Firefly remained doubled over, looking at his own dirty shoes wrinkled like two old skins, his darned socks, the perfect geometry of the joins between the floor tiles, and then the door by which Ada had gone out, the open bolts that perhaps still retained the warmth of her white hands.

He wanted to race after her, to find another pretext to touch her. But a sudden pain caught him in the middle of his chest, a vicious lack of air. He heard whistling when he breathed, felt he
was suffocating. It was obvious his heart was about to give out. To recover, he had once been told, he needed a bowl of hot soup made from the turkey buzzard that soars so high. But for the moment all he had was choking, hacking, lack of air. Ada was air. He unbuttoned his shirt. Something told him not to move, to try to breathe deeply and slowly, to think of something else.

It was useless. Ada was air. And she was far away.

He was about to keel over and split his head on the tiles, when he heard the sudden squeal of the hinges.

He looked up. Through the gap in the half-open door Ada's head appeared, looking for him.

“Thanks,” the redhead shouted.

And she slammed the door shut.

It was morning. Yet it seemed to him that the day was ending, that the light was retreating and abandoning the furniture, the room, every little thing bit by bit. He understood then that what he lacked was not air or a clear view of things or Ada's body. The something missing was much more vast and obscure, something neither close at hand nor far away, rather running parallel. The work of doing without was incessant: gnawing, gnawing. The nocturnal rumbling of rats terrified by the flood after the hurricane. Hardworking rats, devouring the wood in the fireplace.

He recalled the house by the sea, heard the roar of the waves,
saw a great lamp of tarnished copper swinging in the center of the room; the luminous green of the fireflies went dark. Now, lack flooded everything. Even Ada's body. It gnawed at everything, contaminated everything. It soiled every existing thing with its inanity.

“Firefly! Firefly dear!”

From the mezzanine, Munificence was calling him.

A
STABLE THOUGHT BETWEEN
TWO BOUTS OF LUNACY

The days went by, each identical to the one before, in gloomy treks for café con leche and candied guava. Identical, but not for him. He kept up his nighttime vigil, rubbing his sex against the silk, and his ridiculous daytime frenzy. But he was no longer his old self, rather somebody else, somebody plagued by doubts.
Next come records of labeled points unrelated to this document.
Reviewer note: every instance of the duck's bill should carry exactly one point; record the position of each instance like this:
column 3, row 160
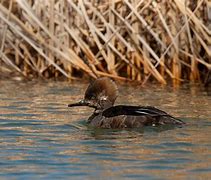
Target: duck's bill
column 80, row 103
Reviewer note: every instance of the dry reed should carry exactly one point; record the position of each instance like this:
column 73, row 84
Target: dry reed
column 137, row 40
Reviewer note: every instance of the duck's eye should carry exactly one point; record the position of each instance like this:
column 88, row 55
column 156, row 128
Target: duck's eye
column 104, row 98
column 93, row 97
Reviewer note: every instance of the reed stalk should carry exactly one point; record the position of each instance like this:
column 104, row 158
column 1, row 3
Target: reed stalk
column 166, row 41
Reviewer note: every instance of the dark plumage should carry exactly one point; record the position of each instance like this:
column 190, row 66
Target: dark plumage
column 101, row 95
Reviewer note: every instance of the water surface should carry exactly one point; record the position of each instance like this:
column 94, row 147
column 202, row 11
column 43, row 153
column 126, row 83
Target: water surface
column 41, row 138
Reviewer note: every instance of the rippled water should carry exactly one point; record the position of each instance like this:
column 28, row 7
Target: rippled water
column 41, row 138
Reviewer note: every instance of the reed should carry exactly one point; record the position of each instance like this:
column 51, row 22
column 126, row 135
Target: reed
column 167, row 41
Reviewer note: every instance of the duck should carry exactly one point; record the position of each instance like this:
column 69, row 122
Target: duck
column 101, row 96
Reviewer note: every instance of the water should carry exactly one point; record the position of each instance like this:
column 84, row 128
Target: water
column 40, row 138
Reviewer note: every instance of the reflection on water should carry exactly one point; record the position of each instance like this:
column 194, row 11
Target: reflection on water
column 40, row 137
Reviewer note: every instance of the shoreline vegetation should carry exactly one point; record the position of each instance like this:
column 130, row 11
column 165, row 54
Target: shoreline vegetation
column 144, row 41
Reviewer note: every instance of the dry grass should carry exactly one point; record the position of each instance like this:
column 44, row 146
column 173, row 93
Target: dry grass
column 138, row 39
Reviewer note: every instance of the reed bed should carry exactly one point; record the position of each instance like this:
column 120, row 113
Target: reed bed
column 142, row 40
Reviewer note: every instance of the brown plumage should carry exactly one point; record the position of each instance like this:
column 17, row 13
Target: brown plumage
column 101, row 95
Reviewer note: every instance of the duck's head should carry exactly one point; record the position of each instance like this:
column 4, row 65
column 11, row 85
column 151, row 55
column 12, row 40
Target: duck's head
column 101, row 94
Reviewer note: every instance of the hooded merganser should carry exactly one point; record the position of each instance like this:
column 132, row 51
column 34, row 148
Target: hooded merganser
column 101, row 95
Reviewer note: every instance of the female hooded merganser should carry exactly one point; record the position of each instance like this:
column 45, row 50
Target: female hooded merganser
column 101, row 95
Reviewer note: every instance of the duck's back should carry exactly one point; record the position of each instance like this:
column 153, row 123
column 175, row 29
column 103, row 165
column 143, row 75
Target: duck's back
column 132, row 117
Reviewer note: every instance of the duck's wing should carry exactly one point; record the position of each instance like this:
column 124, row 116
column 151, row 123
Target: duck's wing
column 137, row 116
column 133, row 111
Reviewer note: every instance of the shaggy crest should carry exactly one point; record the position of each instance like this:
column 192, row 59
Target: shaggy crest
column 102, row 89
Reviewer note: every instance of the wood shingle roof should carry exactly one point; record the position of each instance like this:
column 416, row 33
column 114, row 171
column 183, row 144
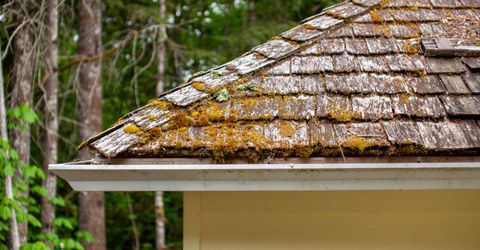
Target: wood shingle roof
column 352, row 80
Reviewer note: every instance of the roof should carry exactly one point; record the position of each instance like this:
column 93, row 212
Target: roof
column 352, row 80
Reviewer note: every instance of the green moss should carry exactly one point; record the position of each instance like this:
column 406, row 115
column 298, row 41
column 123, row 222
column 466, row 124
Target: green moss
column 130, row 129
column 357, row 144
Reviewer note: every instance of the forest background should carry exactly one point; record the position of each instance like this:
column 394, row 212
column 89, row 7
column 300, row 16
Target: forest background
column 144, row 47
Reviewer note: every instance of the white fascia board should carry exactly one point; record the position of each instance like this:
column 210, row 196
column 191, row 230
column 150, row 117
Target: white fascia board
column 271, row 177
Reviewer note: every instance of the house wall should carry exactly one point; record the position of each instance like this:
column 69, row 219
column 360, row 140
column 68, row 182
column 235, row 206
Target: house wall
column 332, row 220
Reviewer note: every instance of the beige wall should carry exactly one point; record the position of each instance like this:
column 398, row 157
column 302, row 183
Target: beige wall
column 332, row 220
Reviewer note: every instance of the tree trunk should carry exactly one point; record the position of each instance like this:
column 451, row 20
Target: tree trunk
column 22, row 77
column 89, row 113
column 50, row 139
column 13, row 237
column 161, row 51
column 160, row 221
column 252, row 17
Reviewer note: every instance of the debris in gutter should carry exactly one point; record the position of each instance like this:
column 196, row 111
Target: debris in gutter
column 222, row 95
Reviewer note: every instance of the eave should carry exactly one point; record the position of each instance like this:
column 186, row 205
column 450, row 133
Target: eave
column 407, row 173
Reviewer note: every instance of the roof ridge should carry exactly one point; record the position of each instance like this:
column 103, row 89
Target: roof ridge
column 279, row 48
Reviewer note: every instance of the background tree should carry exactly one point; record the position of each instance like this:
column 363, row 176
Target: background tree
column 22, row 93
column 50, row 140
column 161, row 51
column 89, row 111
column 13, row 236
column 199, row 35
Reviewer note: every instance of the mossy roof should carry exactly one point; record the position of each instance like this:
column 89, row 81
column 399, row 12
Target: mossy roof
column 352, row 80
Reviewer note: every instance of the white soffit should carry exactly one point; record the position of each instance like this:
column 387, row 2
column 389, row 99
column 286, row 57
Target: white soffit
column 270, row 177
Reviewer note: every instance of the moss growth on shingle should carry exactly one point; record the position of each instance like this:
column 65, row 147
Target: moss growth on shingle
column 286, row 129
column 130, row 129
column 376, row 18
column 179, row 120
column 357, row 144
column 198, row 86
column 161, row 104
column 410, row 48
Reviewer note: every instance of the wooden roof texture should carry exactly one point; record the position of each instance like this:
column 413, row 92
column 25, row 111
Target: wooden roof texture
column 352, row 80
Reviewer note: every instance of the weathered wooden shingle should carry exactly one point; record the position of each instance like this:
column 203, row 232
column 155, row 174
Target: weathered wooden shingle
column 298, row 107
column 431, row 29
column 356, row 46
column 405, row 63
column 333, row 106
column 346, row 10
column 345, row 63
column 388, row 84
column 322, row 133
column 473, row 82
column 447, row 3
column 249, row 63
column 351, row 83
column 408, row 3
column 311, row 64
column 381, row 46
column 454, row 84
column 360, row 136
column 352, row 79
column 444, row 65
column 325, row 46
column 287, row 134
column 418, row 15
column 276, row 48
column 280, row 85
column 255, row 108
column 449, row 135
column 116, row 142
column 403, row 30
column 375, row 64
column 415, row 106
column 462, row 105
column 367, row 3
column 314, row 84
column 215, row 78
column 301, row 34
column 323, row 22
column 427, row 85
column 472, row 62
column 372, row 108
column 185, row 96
column 401, row 132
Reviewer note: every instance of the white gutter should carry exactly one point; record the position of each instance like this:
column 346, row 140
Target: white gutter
column 271, row 177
Not about Ada's feelings, or the possibility he might be the victim of a sick joke, or what lay behind the notaries' despotic abuse; no, rather doubts about the munificence of Munificence, for example, about whether everything came down to its appearance or its reality.

So he took up spying, but not like before. He no longer knew what to spy on, or whom. For days on end, throughout the interminable rainy season, in the endless owl-filled nights.

Until one evening by the fishpond, when the lamps were going out, he saw that one second-floor notary office remained lit. He could make out, yes it was she, Munificence's silhouette behind a tulle curtain, then Ada's looking inhibited, timid. And then those of two men, one short and stout, likely in shirt and tie, the other taller and gawky, briefcase in hand.

No doubt about it: It was them.

But why were they here?

As powerfully as he had needed air, he sensed he was about to find out. Up to that moment he had lived in the clouds, without happiness but also without worry. He cared more now about learning the truth than about breathing: What were they doing here, the accusers who had unmasked his make-believe at the hospital?

Several thoughts battered him, each of them unbearable.